The City of Detroit has established a road map on how it aims to spend over a half billion dollars from the American Rescue Plan Act. In many ways, the debate on the City’s plan has just started.
- Detroit City Council approves Duggan’s plan to spend $826 million in federal funds
- Debate over how Detroit should spend epic amount of federal aid heats up
Many in the Motor City hope the federal funding will vastly improve Detroit’s toughest problems. Poverty, violence, lack of affordable housing, not enough jobs and job training, home repairs, boosting small businesses, high-speed drifting, trashy streets and unusable alleys, are just a few of the problems facing the city.
Here are five things to know about Detroit’s goals for American Rescue Plan Act (ARPA) funding.
Detroit got the fifth largest amount of any U.S city.
APRA is the $1.9 trillion federal stimulus bill passed in March.
Parts of APRA have already been delivered. That includes the $1,400 checks sent to millions of Americans and unemployment benefits being extended until September. There’s also the $28.6 billion in grants for restaurants and, coming soon, monthly payments to support the cost of raising children.
The plan also earmarked $350 billion for state, local, territorial and tribal governments. Each entity has wide latitude on how to spend the funding. This is how the Detroit government is getting $826 million directly from the feds. Only four cities — New York, Los Angeles, Chicago and Philadelphia — received larger direct amounts.
Detroit has already received $413 million and will receive the second half in May 2022. The funds must be allocated by Dec. 31, 2024. That means the City needs to figure out by the end of 2024 out how it is going to spend the money. The money doesn’t need to be spent until the end of 2026.
Detroit government has a framework on how to spend the $826 million.
This week, the City Council approved Mayor Mike Duggan’s plan that outlines six broad categories for the money. The categories include: fighting intergenerational poverty; increasing neighborhood investment; sprucing up parks and recreation centers and cultural assets; improving public safety; reducing the digital divide; and boosting small business.
Officials from the Duggan administration attended more than 60 community meetings since late May to get resident feedback about the mayor’s plan. More than 3,200 residents participated in the meetings. The City received 1,014 responses to the survey. To see the survey results, go to this link.
Duggan pressed for Council approval of the overall plan in order to spend part of the funding in the fiscal year that started July 1.
The debate is really over $426 million.
A big chunk of the funding will go to fill the gaping budget hole created by the economic fallout from the COVID-19 pandemic. It’s the $426 million earmarked for a wide variety of issues that will be the subject of political maneuvering over the next few years.
The debate has just begun.
A game plan is one thing. Reality is another. As the City government fleshes out details for various programs, there will be plenty of public discussions and opportunities for revision.
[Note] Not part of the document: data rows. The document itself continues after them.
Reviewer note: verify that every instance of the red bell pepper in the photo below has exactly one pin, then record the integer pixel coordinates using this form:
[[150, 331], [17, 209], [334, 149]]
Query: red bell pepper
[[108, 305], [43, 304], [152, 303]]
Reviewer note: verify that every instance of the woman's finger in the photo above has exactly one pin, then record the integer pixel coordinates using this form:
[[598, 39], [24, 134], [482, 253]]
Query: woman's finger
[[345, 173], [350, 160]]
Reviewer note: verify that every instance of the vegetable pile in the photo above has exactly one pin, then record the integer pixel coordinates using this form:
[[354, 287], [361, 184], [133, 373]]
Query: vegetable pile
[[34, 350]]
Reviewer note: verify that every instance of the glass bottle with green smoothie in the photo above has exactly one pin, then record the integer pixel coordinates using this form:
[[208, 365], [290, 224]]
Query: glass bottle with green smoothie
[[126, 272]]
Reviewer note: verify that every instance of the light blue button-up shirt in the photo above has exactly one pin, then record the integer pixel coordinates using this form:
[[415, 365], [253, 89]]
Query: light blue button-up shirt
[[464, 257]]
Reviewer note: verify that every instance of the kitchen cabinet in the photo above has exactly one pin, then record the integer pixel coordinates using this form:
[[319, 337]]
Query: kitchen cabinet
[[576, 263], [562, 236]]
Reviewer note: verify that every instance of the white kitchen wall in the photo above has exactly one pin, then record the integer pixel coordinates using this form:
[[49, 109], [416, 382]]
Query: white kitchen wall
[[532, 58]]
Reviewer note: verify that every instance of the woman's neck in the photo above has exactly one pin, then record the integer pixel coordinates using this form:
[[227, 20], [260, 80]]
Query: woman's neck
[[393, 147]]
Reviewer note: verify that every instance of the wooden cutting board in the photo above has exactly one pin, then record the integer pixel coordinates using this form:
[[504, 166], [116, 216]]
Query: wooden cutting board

Council must approve many of the contracts and other funding aspects of the plan in the future. Already, two Council members are lobbying for change. Council President Pro Tem Mary Sheffield seeks a dramatic boost, $105 million, to find ways to increase homeownership for low- and moderate-income residents. Councilmember James Tate aims for $16 million to support grassroots groups working to combat gun violence.
Remember, too, this is an election year, so Detroit could have a new mayor next year. The nine-member City Council is guaranteed an overhaul because three incumbents are not seeking re-election and one seat is currently open. That leaves open the possibility that the entire game plan could be re-examined.
Forces outside Detroit could spark change.
The State of Michigan, Wayne County, the State Legislature and even the federal government could force the City to change its priorities.
State government is getting $6.5 billion in ARPA funding, Wayne County is receiving $339.7 million. There’s another $3.7 billion earmarked for K-12 schools statewide. Detroit is counting on some of that funding to match or boost specific programs in the city. But those various entities have yet to come up with an overall game plan on how to spend the funds. Once those rules are set, it could prompt a change in Detroit’s strategy.
Finally, there’s unforeseen disasters, such as an international pandemic or historic flooding that can upend everything, and cause Detroit to once again deal with an unexpected emergency.